One of the greatest revivals in the Old Testament was started by a man named Jonah. Afterwards, he went out and pouted because he wanted the people involved to be destroyed rather than repent (see Jonah 3-4). There is a common, often unspoken and unexamined assumption today that the success and the size of a ministry shows the spirituality of the leadership and God's blessing upon them personally. There is no basis for this in Scripture. The Bible says it is God who causes the increase (1 Corinthians 3:5-9,)and unless He builds something it is done in vain (Psalm 127:1-2). It also says Christ, not we, will build His church (Matthew 16:18).

Samson, like Jonah, was successful in delivering Israel in spite of his moral flaws, although they brought him down in the end (see Judges 14-16). While Jeremiah, who wept over the destruction of Jerusalem, saw little in terms of results (see Jeremiah 13,19). It is true the apostles had 3,000 and 5,000 converts in two of their first sermons (Acts 2:41; 4:4), and they are said to have turned the world upside down (Acts 17:6). But nowhere is this attributed to the apostles' spirituality. The point is not the spirituality of the apostles but the great power of God, and that the God who accomplished these things is with us--even if we do not see such spectacular results.

But we should not make the opposite mistake and assume large numbers and success mean a ministry is superficial and catering to people's whims. It is true you can be successful by telling people what they want to hear (2 Timothy 4:3-4) and abolishing the stumbling block of the cross (1 Corinthians 1:21-25). But one can also be successful because God is at work (see above). How then are we to judge?

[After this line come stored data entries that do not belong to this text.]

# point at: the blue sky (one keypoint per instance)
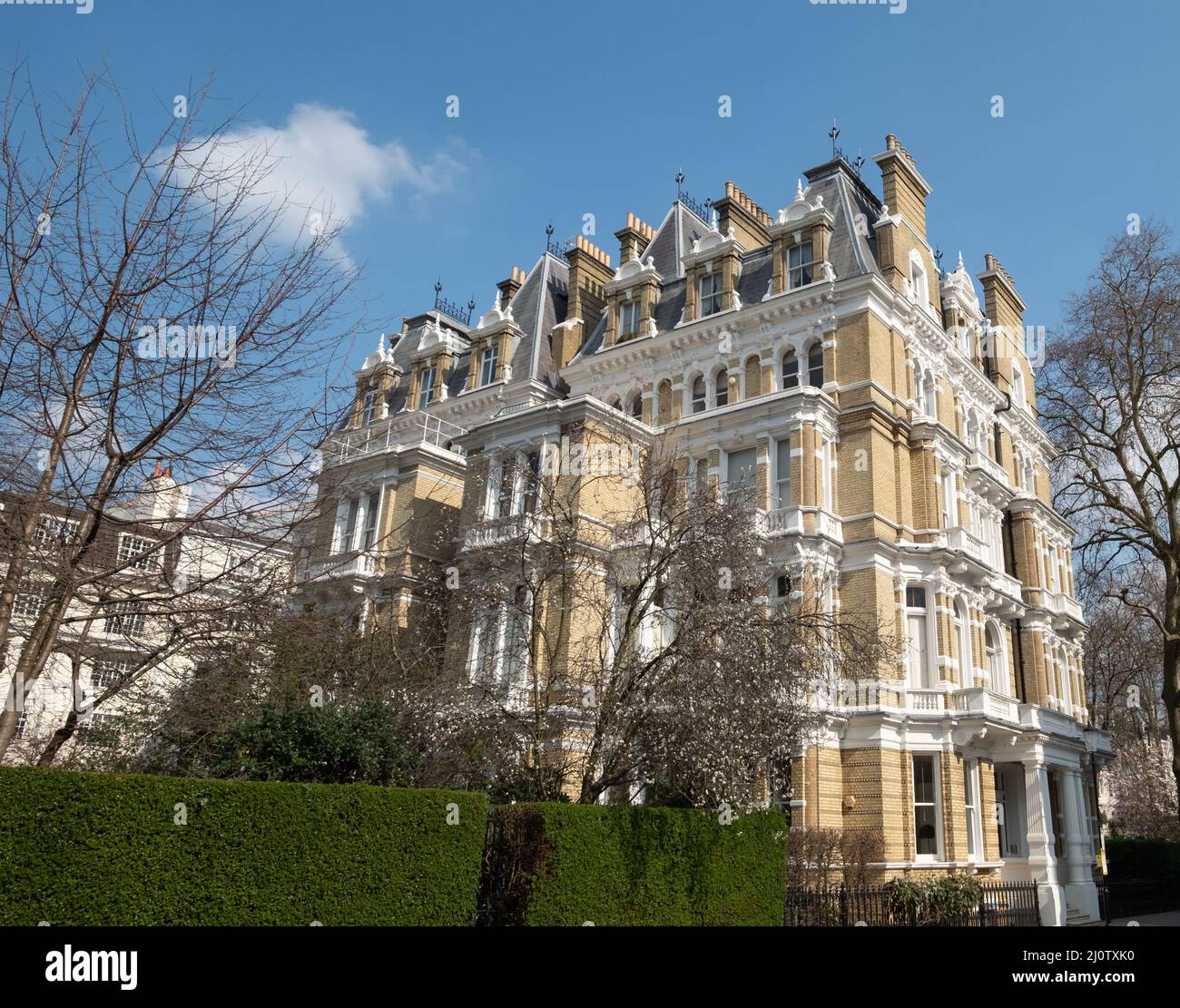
(593, 110)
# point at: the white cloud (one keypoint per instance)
(323, 162)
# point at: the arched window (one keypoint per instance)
(721, 387)
(1018, 385)
(916, 627)
(815, 366)
(963, 637)
(998, 673)
(790, 370)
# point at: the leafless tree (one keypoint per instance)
(1124, 665)
(154, 307)
(1112, 402)
(625, 622)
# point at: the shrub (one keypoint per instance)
(111, 849)
(1143, 858)
(567, 865)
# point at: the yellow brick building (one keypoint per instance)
(886, 422)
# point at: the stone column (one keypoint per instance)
(1042, 861)
(1077, 849)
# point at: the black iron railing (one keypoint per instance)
(1137, 896)
(1001, 905)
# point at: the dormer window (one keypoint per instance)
(628, 319)
(711, 294)
(799, 264)
(426, 387)
(721, 388)
(790, 370)
(487, 363)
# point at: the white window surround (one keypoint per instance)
(131, 550)
(782, 473)
(487, 363)
(998, 661)
(971, 810)
(963, 641)
(925, 790)
(709, 294)
(628, 318)
(920, 645)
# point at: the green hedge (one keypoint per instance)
(571, 865)
(105, 849)
(1143, 858)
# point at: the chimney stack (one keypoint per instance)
(511, 286)
(634, 239)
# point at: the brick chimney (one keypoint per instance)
(511, 286)
(750, 220)
(634, 239)
(589, 274)
(903, 188)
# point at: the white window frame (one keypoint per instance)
(996, 658)
(971, 810)
(711, 299)
(133, 546)
(628, 318)
(801, 269)
(122, 619)
(815, 351)
(51, 530)
(488, 361)
(919, 650)
(782, 476)
(790, 366)
(935, 803)
(426, 388)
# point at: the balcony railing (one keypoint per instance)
(1063, 603)
(963, 542)
(502, 530)
(980, 461)
(343, 565)
(397, 433)
(792, 521)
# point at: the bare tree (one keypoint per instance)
(154, 307)
(624, 621)
(1112, 404)
(1124, 665)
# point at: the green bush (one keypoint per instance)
(1143, 858)
(569, 865)
(106, 849)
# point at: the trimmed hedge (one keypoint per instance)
(1132, 858)
(105, 849)
(569, 865)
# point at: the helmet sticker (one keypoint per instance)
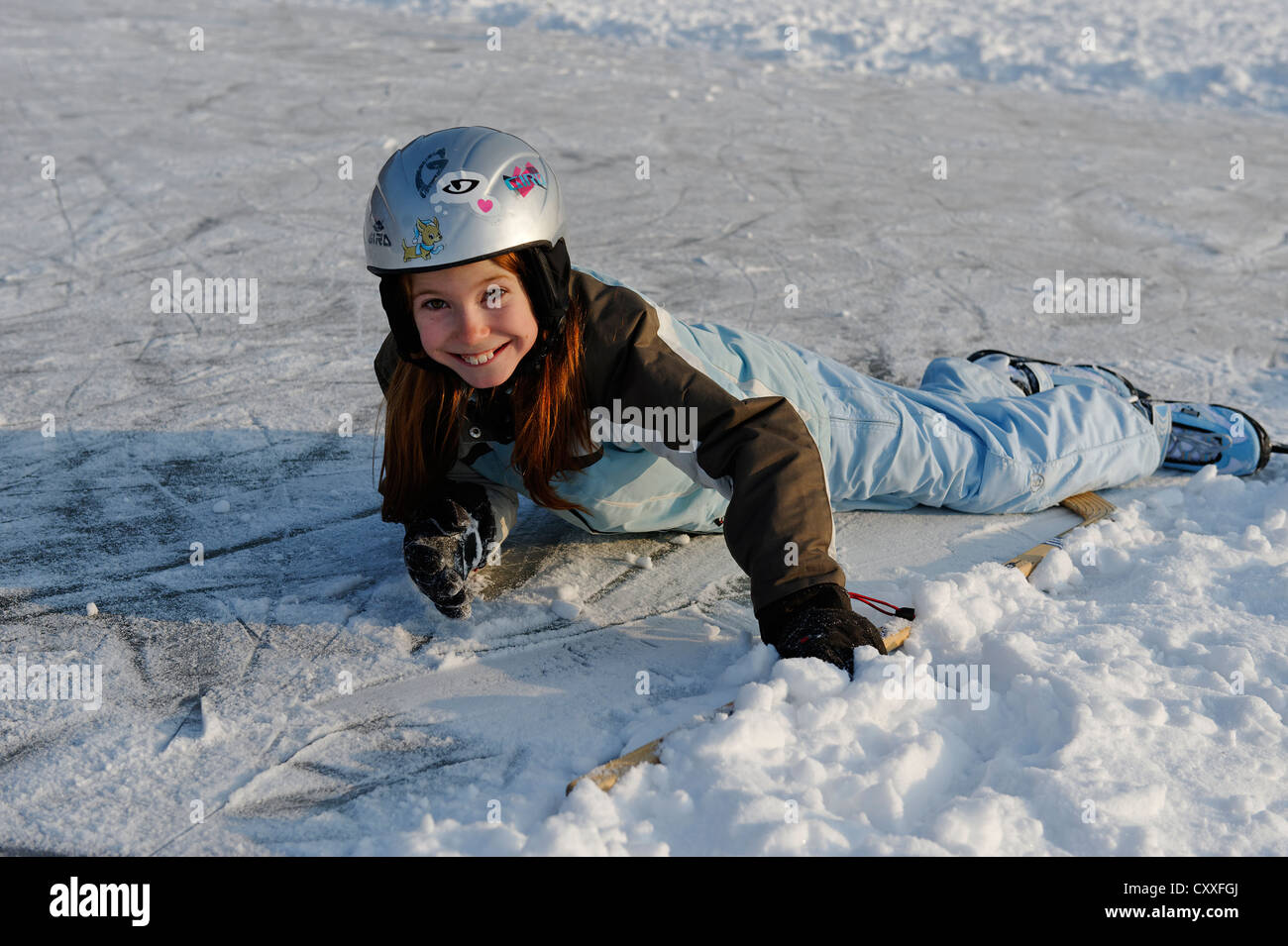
(523, 179)
(377, 236)
(429, 170)
(460, 187)
(467, 187)
(429, 241)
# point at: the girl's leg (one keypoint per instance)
(970, 441)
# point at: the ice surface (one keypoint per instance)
(274, 665)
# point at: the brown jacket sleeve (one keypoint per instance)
(756, 451)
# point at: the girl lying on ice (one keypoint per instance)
(507, 369)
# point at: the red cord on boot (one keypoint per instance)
(909, 613)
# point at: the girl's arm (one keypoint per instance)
(756, 451)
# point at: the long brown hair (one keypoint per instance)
(424, 407)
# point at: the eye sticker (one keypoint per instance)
(459, 187)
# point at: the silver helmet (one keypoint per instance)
(459, 196)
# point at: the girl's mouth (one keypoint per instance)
(482, 357)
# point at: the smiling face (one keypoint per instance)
(475, 318)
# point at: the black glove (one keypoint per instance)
(450, 537)
(818, 622)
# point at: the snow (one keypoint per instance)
(295, 684)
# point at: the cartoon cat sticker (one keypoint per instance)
(429, 241)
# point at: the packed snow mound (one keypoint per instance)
(1138, 713)
(1185, 51)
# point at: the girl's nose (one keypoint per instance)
(475, 323)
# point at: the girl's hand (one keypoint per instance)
(441, 550)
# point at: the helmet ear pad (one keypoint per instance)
(393, 297)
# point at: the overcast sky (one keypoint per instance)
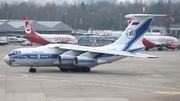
(72, 1)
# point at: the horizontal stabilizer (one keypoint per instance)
(146, 55)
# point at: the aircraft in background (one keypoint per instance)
(69, 57)
(160, 42)
(44, 39)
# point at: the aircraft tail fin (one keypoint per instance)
(28, 29)
(131, 39)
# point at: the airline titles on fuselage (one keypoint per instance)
(166, 40)
(61, 39)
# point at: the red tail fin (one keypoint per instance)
(27, 27)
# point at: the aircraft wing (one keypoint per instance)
(105, 51)
(20, 35)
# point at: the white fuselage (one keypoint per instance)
(37, 57)
(59, 38)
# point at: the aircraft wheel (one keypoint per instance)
(32, 70)
(86, 69)
(63, 70)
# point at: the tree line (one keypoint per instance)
(100, 15)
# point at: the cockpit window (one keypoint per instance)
(15, 52)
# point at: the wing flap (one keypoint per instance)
(105, 51)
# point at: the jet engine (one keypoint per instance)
(65, 59)
(84, 61)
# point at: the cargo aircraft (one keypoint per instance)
(44, 39)
(160, 42)
(68, 57)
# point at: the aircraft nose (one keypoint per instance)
(6, 59)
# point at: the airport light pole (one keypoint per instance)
(48, 15)
(75, 16)
(7, 15)
(92, 13)
(120, 22)
(66, 17)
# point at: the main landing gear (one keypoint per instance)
(82, 69)
(32, 70)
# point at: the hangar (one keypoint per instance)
(44, 27)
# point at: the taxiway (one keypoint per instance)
(129, 79)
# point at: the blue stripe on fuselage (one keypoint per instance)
(34, 56)
(139, 32)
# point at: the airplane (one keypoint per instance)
(68, 57)
(160, 42)
(44, 39)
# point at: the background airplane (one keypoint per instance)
(69, 57)
(160, 42)
(44, 39)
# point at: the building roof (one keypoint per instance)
(10, 26)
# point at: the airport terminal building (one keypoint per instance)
(42, 27)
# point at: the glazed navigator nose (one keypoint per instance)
(6, 59)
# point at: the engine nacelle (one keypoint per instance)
(84, 61)
(65, 59)
(172, 46)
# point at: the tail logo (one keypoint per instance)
(27, 27)
(130, 33)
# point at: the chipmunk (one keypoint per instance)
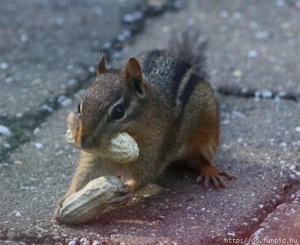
(163, 104)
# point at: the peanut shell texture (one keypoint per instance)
(87, 203)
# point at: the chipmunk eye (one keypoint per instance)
(117, 112)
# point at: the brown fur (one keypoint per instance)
(171, 117)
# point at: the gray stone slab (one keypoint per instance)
(252, 46)
(260, 138)
(45, 43)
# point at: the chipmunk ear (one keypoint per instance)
(134, 77)
(101, 66)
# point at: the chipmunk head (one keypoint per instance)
(112, 104)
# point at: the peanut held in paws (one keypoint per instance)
(123, 148)
(87, 203)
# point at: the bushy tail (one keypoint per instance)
(191, 46)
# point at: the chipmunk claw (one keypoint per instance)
(209, 176)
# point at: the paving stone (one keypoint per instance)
(260, 140)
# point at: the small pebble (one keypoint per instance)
(72, 242)
(5, 131)
(266, 93)
(3, 65)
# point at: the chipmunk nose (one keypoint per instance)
(85, 142)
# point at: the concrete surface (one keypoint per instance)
(253, 62)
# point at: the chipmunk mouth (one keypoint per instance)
(70, 138)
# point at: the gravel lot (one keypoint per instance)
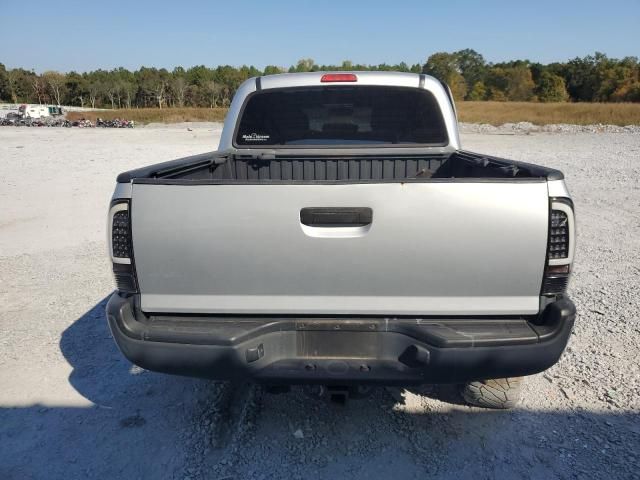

May I suggest we are not. Paul advises us not to judge before the time and says he does not even judge himself (1 Corinthians 4:3-5), and we are admonished not to judge one another (James 4:11,12). This does not mean that we should not correct specific errors. We are commanded to do that (Galatians 6:1; Romans 16:17). But I do not believe it is scriptural to make general judgments of other people's spirituality; only God can do that (Romans 14:4,10-12). There may be those we think are impressive whose works turn out to be wood, hay, and stubble (1 Corinthians 3:10-15) and obscure people whose works turn out to be gold, silver, and precious stones. (Or there may be people who appear impressive and truly are and obscure people who are just obscure. We should avoid judging what only God can judge.) But we should rather ask how can we better follow God (Philippians 3:13-14) and better reach out to those who need to know Him (Matthew 28:18-20). If the example or procedure used by someone else helps us in this, it is all to the good. But let us not be confused by mere numbers.